THE North-East has recorded the highest obesity-related hospital admission rate in the country, figures have revealed.

In 2011/12, 11,740 people were admitted to hospitals in England with a primary diagnosis of obesity - triple the number recorded five years earlier.

According to the Health and Social Care Information Centre (HSCIC), female admissions were almost three times the number of male admissions.

The North-East Strategic Health Authority (SHA) recorded the highest admission rate with 56 of every 100,000 people in the region admitted. The East of England recorded the lowest admission rates at 12 per 100,000.

The data also shows a sharp increase in the number of bariatric procedures conducted.

In 2011/12, 8,790 people across the country underwent a procedure to help them lose weight - such as stomach stapling or a gastric bypass - over four times more than the number conducted in 2006/07.

The figures show that England’s obesity epidemic has got progressively worse over the last two decades.

In 1993, 13 per cent of men and 16 per cent of women were obese and the figures soared to 24 per cent and 26 per cent respectively by 2011.

One in ten children are obese when they start school.

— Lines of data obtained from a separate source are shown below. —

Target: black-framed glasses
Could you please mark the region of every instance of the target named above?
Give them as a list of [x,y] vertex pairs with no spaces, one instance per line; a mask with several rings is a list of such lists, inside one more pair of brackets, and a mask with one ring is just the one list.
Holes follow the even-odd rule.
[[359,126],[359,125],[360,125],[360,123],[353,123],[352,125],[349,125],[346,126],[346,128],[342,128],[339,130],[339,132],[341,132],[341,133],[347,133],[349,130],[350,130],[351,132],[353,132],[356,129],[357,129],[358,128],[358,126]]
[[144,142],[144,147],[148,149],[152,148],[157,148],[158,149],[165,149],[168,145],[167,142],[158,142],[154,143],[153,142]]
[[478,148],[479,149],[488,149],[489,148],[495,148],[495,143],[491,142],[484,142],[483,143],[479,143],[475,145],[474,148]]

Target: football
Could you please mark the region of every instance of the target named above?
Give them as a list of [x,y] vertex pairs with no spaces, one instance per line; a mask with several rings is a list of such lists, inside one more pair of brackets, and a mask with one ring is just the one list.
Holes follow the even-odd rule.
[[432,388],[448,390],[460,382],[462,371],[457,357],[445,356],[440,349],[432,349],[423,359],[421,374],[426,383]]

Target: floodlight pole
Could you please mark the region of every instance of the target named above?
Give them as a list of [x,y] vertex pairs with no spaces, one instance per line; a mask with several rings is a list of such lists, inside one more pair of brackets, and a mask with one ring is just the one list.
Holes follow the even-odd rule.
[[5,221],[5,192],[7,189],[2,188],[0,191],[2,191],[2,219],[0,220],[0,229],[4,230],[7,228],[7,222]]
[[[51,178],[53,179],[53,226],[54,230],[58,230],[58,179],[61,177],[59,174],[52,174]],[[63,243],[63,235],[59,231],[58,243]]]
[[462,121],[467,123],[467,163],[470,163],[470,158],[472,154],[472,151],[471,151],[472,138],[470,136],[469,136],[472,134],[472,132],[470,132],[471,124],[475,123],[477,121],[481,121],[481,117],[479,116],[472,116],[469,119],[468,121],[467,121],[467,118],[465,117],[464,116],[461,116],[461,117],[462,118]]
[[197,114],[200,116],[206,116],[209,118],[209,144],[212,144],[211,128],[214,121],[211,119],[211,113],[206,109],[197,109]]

In 2011/12, 9.5 per cent of children in Reception class - who are aged just four and five - were classed as clinically obese.

HSCIC chief executive Tim Straughan said: “It won’t have escaped the majority of people that obesity is a high profile issue in this country.

“Based on the Body Mass Index measurement, the proportion of adults estimated to be of a normal weight has dropped substantially since this reports time series began in 1993.”